UK: Side Letters and the FSA 

September, 2006 -

In the recent Feedback Statement (FS06/2) from the UK's Financial Services Authority (FSA) to its Discussion Paper entitled "Hedge funds: A discussion of risk and regulatory engagement", the FSA identified the use of side letters as an area of concern where a market failure may be present, thus potentially requiring regulatory intervention by the FSA. Side letters are agreements or arrangements entered into between hedge funds and/or their managers with key investors which provide such investors with more information and preferential (early) redemption and other terms compared with other investors in the same share class (who may be unaware that the side letters exist and who will be denied these terms). The FSA pointed out that this may be to the detriment of other investors in the same share class in the fund who should be aware that side letters can affect the risk profile of their investment. The FSA believes that failure by UK based hedge fund managers to disclose the existence of these side letters maybe, amongst other potential breaches, in breach of Principle 1 of the FSA's Principles of Business ("a firm must conduct its business with integrity").
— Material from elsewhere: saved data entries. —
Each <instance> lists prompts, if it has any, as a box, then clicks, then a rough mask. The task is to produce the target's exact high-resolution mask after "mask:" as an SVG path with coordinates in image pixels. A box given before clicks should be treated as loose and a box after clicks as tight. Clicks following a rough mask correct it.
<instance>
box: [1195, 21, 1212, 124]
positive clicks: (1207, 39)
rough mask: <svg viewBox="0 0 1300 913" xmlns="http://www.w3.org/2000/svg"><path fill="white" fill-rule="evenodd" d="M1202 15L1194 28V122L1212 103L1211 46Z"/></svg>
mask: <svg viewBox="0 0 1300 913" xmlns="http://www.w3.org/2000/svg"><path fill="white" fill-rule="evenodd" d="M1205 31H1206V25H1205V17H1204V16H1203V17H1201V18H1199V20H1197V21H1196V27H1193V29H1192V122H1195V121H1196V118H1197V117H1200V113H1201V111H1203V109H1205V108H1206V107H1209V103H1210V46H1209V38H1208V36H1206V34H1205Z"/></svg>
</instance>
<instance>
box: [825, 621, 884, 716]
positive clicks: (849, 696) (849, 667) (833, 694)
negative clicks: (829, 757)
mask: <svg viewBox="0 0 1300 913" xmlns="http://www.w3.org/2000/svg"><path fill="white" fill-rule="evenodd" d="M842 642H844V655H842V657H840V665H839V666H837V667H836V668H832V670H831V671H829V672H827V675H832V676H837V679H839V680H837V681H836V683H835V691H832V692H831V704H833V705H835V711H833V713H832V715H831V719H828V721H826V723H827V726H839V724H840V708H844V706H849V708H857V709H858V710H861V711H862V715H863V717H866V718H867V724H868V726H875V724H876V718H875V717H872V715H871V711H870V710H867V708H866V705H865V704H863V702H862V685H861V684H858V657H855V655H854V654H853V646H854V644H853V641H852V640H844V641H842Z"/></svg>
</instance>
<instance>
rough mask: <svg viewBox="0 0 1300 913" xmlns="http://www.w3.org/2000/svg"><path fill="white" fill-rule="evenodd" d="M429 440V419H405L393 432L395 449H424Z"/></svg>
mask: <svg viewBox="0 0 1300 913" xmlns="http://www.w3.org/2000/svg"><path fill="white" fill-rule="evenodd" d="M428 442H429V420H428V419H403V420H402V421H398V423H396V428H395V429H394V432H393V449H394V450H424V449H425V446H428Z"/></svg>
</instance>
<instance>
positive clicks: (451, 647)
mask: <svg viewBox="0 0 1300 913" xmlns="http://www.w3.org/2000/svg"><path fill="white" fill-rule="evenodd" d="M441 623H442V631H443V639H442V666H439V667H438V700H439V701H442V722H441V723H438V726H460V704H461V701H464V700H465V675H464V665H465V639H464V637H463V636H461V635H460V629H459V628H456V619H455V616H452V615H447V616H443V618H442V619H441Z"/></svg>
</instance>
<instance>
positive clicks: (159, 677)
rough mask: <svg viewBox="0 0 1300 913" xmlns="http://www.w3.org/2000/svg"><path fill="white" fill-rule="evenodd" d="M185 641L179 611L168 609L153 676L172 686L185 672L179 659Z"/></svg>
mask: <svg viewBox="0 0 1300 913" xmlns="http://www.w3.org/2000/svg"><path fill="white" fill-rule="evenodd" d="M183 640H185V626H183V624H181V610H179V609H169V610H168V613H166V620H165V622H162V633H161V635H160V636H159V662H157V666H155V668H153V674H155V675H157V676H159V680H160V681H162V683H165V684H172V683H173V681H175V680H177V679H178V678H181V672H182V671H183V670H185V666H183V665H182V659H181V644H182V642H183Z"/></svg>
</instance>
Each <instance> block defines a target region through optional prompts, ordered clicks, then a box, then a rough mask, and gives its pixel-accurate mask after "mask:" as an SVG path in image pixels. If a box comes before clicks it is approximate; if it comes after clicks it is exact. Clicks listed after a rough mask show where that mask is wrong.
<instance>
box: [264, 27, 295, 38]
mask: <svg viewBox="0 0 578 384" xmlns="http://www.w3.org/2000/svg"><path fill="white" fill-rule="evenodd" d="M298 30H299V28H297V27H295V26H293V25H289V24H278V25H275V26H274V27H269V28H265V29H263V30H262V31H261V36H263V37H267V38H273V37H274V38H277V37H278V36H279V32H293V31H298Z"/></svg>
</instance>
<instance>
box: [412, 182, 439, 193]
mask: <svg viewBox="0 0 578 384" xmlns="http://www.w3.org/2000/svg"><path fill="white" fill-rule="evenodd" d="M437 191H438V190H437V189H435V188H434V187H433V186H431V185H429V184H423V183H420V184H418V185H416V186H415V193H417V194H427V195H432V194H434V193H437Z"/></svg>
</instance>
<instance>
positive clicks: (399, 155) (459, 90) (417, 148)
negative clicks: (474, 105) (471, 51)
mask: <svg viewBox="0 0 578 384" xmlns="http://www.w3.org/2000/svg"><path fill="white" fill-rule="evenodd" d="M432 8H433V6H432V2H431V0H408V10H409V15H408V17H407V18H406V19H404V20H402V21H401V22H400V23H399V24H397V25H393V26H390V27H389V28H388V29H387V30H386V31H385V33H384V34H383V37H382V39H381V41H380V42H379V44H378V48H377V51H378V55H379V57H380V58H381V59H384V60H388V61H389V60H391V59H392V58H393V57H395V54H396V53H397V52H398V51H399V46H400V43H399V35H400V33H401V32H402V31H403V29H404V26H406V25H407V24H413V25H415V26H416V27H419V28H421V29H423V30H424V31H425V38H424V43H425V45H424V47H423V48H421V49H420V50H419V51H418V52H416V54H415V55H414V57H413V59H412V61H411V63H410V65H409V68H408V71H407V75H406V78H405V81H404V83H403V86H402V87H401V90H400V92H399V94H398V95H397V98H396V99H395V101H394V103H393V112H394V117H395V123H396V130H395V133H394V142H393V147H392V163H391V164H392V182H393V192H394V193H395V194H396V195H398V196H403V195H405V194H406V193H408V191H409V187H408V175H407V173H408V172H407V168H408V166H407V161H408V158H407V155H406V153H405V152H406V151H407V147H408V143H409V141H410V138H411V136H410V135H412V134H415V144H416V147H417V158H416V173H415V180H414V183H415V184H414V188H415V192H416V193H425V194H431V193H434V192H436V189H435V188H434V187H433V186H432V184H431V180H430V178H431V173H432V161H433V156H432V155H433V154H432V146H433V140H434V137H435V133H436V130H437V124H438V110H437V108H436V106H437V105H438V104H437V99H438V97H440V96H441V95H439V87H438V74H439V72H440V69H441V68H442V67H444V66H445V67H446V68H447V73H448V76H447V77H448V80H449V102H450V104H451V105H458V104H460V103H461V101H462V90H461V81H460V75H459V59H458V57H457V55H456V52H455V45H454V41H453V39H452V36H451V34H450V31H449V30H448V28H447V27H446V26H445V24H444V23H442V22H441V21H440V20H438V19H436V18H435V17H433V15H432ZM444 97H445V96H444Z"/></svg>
FS06/2 states that, as a minimum, the FSA would expect acceptable market practice to be for managers to ensure that all investors are informed when a side letter is granted (i.e. the existence of these side letters, and not the nature of the individual agreements, must be disclosed) and any conflicts that may arise to be adequately managed. The FSA also intends to undertake a review of a sample of firms’ practices in this area later this year. This will inform their policy thinking and enable them to take action against firms and management if appropriate. At a recent meeting between the UK chapter of AIMA and the FSA in relation to FS06/02 and the use and disclosure of side letters, the following were noted: (i) AIMA and FSA will continue their dialogue and a fuller note of the outcome of these discussions will be circulated; (ii) the FSA will not be commencing its thematic review of side letter disclosure practices before October 2006; (iii) the FSA expects fund managers to have written - by 30 September - to all underlying investors in the funds which they manage disclosing the existence of any side letters (AIMA will continue to discuss with the FSA the nature of the disclosure which managers will be expected to make).